In early Asian trading on Monday, oil prices saw a slight decline following Israel’s announcement of the cessation of strikes on the southern Gaza Strip, providing some relief from concerns about potential disruptions to supplies from the Middle East. Here’s a closer look at the key developments shaping oil markets:
Brent and WTI Futures Retreat
- Brent crude futures dipped by 43 cents, or 0.5 percent, to $81.76 per barrel, while US West Texas Intermediate (WTI) crude futures fell 46 cents, or 0.6 percent, to $76.38 per barrel by 0135 GMT.
- Despite the decline, geopolitical tensions in the region, particularly fears of the Israeli-Palestinian conflict escalating and its potential impact on oil supplies, had pushed prices up by approximately 6 percent during the previous week.
US Energy Companies Increase Rig Count
- News from the United States provided some reassurance, as energy companies in the country raised the number of oil and natural gas rigs to their highest levels since mid-December. This uptick may signal a potential increase in production.
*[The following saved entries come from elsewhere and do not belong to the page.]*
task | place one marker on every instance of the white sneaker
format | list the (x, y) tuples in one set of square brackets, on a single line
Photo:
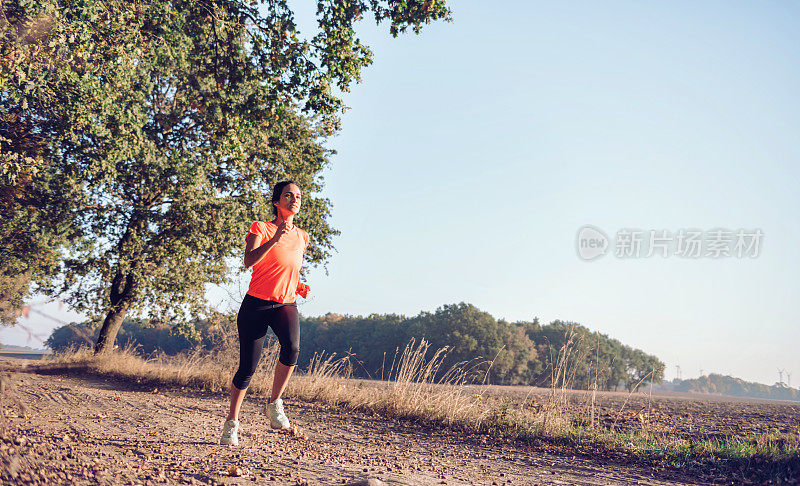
[(230, 433), (277, 418)]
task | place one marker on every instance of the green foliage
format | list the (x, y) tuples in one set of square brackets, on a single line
[(167, 123), (728, 385), (522, 353), (139, 334)]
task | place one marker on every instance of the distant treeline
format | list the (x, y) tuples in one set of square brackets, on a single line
[(728, 385), (521, 353)]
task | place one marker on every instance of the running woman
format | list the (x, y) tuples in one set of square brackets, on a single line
[(275, 251)]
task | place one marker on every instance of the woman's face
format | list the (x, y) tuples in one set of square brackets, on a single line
[(289, 202)]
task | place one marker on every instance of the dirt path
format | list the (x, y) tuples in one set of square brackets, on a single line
[(89, 430)]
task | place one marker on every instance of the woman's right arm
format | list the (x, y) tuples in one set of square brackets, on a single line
[(254, 251)]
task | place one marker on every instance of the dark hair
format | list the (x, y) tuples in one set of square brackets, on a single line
[(277, 191)]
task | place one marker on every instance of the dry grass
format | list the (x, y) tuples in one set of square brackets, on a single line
[(418, 388)]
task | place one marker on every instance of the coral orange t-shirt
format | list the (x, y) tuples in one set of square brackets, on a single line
[(276, 276)]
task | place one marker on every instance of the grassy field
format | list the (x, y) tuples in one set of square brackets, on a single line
[(673, 432)]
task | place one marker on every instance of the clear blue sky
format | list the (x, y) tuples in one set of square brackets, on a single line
[(474, 152)]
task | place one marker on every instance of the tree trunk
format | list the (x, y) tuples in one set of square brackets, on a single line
[(121, 297)]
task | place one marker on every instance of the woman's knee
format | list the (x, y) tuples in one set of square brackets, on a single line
[(289, 354), (242, 380)]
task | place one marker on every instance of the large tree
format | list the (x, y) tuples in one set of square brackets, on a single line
[(168, 122)]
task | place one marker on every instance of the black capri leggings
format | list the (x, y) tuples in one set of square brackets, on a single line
[(255, 317)]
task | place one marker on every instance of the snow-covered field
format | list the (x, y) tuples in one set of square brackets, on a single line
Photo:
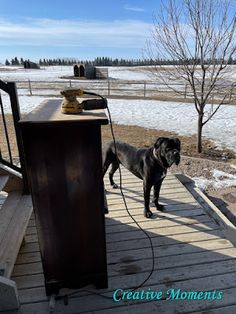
[(170, 116), (178, 117)]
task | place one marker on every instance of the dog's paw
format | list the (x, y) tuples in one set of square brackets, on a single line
[(160, 207), (148, 214)]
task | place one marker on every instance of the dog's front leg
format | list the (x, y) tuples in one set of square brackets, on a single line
[(146, 191), (157, 187)]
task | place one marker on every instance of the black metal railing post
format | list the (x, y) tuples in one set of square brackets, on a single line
[(16, 117), (10, 89)]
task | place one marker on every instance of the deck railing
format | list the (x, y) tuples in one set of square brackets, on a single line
[(16, 163)]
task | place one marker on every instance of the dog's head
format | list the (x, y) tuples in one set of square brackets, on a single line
[(168, 149)]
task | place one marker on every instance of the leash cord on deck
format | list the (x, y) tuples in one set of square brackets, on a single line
[(66, 296)]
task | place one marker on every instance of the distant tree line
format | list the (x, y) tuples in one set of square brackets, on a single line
[(105, 61)]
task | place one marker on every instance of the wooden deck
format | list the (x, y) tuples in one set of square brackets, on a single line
[(190, 250)]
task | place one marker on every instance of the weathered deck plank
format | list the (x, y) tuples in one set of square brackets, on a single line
[(191, 254)]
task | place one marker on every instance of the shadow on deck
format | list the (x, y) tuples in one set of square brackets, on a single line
[(190, 249)]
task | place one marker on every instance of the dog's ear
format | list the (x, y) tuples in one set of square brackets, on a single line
[(177, 142), (159, 141)]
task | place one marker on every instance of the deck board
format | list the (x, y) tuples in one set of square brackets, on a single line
[(190, 249)]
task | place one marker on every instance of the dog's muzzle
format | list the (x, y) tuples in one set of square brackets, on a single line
[(173, 158), (176, 157)]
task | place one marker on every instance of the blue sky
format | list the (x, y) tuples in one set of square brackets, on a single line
[(79, 29)]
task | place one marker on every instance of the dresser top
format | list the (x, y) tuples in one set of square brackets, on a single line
[(49, 112)]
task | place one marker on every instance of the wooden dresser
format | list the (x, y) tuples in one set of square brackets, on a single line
[(64, 166)]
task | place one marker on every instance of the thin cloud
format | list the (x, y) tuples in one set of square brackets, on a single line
[(132, 8), (120, 33)]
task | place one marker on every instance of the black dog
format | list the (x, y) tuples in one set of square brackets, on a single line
[(148, 164)]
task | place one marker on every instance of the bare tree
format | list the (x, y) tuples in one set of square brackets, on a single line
[(199, 36)]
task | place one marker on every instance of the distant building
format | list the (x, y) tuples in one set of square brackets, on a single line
[(90, 71)]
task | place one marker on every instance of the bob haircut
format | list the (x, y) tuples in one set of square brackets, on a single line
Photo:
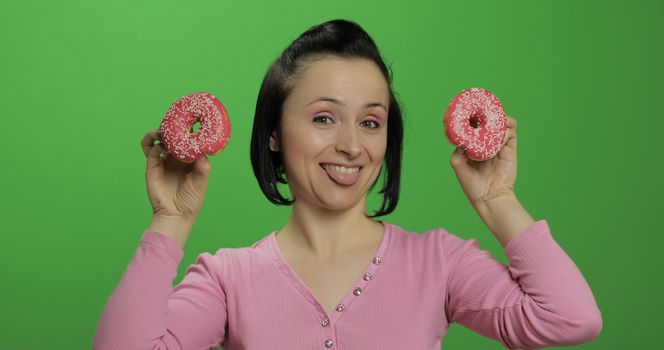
[(341, 38)]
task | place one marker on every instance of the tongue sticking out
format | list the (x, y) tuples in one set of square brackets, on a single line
[(340, 177)]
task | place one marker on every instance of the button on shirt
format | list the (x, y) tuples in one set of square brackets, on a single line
[(414, 288)]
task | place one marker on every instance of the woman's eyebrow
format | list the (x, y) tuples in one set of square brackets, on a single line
[(335, 101)]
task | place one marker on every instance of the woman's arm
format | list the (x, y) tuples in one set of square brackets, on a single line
[(146, 312), (541, 299)]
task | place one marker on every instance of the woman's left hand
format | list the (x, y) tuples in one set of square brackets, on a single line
[(483, 181)]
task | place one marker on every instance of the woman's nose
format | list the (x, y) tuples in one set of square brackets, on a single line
[(348, 142)]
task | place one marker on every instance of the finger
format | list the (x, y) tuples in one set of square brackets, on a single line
[(156, 157), (458, 158), (202, 167), (148, 141)]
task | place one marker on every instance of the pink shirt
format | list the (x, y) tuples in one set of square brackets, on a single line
[(415, 287)]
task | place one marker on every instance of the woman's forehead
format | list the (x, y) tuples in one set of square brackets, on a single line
[(342, 81)]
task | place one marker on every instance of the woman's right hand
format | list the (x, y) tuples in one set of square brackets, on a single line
[(176, 189)]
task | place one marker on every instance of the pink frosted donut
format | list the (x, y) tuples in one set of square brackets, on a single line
[(475, 120), (176, 128)]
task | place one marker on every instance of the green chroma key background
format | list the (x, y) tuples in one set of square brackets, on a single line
[(83, 81)]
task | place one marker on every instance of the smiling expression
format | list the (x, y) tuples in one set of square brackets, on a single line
[(334, 132)]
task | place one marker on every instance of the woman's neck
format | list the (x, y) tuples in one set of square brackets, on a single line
[(326, 235)]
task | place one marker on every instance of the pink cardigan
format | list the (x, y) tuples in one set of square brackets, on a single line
[(415, 287)]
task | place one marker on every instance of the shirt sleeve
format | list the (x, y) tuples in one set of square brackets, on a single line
[(146, 312), (541, 299)]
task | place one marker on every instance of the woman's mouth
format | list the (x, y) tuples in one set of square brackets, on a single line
[(342, 175)]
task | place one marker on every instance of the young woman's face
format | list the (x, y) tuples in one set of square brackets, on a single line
[(334, 132)]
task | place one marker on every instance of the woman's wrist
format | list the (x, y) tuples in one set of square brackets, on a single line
[(175, 227)]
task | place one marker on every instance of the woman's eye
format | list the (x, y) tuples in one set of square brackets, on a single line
[(371, 124), (322, 119)]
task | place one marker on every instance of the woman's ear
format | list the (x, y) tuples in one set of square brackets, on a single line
[(274, 143)]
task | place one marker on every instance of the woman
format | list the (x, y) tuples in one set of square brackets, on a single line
[(328, 124)]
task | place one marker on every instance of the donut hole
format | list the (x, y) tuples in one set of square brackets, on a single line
[(477, 120)]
- Last week, domestic oil production in the US returned to a record level of 13.3 million barrels per day, further contributing to market dynamics.
Ongoing Concerns about Demand
- Despite the focus on supply-side factors, concerns about demand persist, with a Federal Reserve official indicating a reluctance to recommend an interest rate cut. Such a move could help address inflation concerns but may also dampen economic growth and subsequently reduce oil demand.
As market participants continue to monitor developments in the Middle East and assess their implications for oil supplies, attention remains divided between geopolitical risks and demand-side considerations. Any shifts in these dynamics are likely to influence oil prices in the days ahead.